One hour later, determined by both distance and traffic, we pulled into the Yacht Club Enclave and arrived at the house. Anish jumped out to open the gate and let the car in. All the homes here have gates and fences around the perimeter. The car puttered through and pulled into the garage. The light on the porch was on. Through the window we could see the small frame of a woman standing in the window, waiting.
Anish leapt of the car, and two steps at a time, was at the door just as she opened it. Straight into her arms he went. This trip, more than being an adventure or an exploration, really was all about family. Seeing them after 4 years for him. Meeting them for me. All these people who have helped Anish become the man he is today. Important people. And here they were in person. Finally.
Ammama turned to me after embracing Anish, her oldest grandchild, and immediately pulled me into a hug. She held my hand in her soft one, telling me how welcome I was there. I could feel it already.
After only a few minutes with Ammama, it was clear that she is the matriarch and rock of the family. She’s the mother to four children. A doctor. She’s impressive, but not intimidating. Stern when she needs to be, but sweet at the same time.
She led us into the house, offering food and asking how our trip was. The evening was spent catching up, eating a delicious dinner, and then settling in for a couple days. Just like that, Cochin felt like home after only a few minutes with Anish’s grandparents.
We all went to bed early, listening to the sounds of the New Year’s Eve party at the Cochin Yacht Club and whispering a quiet “Happy New Year” to each other when the fireworks started and we rolled into 2013.
The next morning, we woke early and headed downstairs to find Ammama and Appapa on the back veranda under the fans having their morning tea… their morning routine. We happily joined in, sitting on the porch listening to the sounds of the neighborhood, watching the hazy sun rising in the sky.
If you were to join us on the back porch of the house of A. K. Joseph at 7:30am, you’d be treated to a delicious cup of tea. The birds would be singing around in the garden, and you’d be looking out into a beautiful backyard filled with sweet flowers and exotic plants. There’s a palm tree with coconuts and a mango tree. A wishing well, with coins sparkling in the bottom.

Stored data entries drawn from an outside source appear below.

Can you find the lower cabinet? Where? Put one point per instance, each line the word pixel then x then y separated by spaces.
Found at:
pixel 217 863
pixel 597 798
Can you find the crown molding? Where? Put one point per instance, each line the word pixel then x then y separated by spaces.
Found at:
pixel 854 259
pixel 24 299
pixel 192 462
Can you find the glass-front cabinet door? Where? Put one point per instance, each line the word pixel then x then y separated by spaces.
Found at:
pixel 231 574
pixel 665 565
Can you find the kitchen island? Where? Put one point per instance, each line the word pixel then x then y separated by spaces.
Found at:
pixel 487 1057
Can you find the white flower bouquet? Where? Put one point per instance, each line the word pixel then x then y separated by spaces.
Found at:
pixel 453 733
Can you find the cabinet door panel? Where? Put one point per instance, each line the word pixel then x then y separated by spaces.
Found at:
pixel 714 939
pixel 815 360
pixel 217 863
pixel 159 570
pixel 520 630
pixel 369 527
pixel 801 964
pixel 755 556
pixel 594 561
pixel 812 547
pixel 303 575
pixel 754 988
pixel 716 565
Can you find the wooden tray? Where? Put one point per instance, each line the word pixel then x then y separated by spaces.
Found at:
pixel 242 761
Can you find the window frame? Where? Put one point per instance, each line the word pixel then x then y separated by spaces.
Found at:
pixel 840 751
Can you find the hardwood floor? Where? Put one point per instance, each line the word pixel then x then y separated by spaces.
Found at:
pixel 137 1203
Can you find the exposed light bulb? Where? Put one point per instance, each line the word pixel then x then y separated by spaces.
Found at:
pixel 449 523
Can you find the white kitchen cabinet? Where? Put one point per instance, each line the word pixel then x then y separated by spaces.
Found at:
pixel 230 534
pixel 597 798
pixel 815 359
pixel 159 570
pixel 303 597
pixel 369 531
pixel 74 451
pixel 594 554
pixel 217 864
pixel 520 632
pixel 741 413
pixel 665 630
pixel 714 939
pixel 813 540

Old wishes from years past.
On the road behind the house, you’ll hear a man cycling past tooting his bike horn and yelling some nondescript words. He’s the man who sells fresh fish. Then Gopaln will stop by, a thin old man with only one tooth, who will inquire if there’s any work to be done. Ammama will send him off with a list, and he’ll be off. He’s the watchman of the neighborhood, but a jack of all trades. He does what needs to be done. If you want fresh milk, someone will be past delivering that. The cook will arrive and start making breakfast in the kitchen. The swish, swish of the broom will be heard from the living room, where the maid has started cleaning.
There are so many people in India… In every town, neighborhood, city, village. It seems there is hardly a speck of land that people aren’t present on. And yet, somehow, most of them know each other. It’s a fascinating ecosystem. Lives intertwine. Cochin, and the Yacht Club Enclave neighborhood, are no different.
It’s special, and I quickly began to understand… It’s India.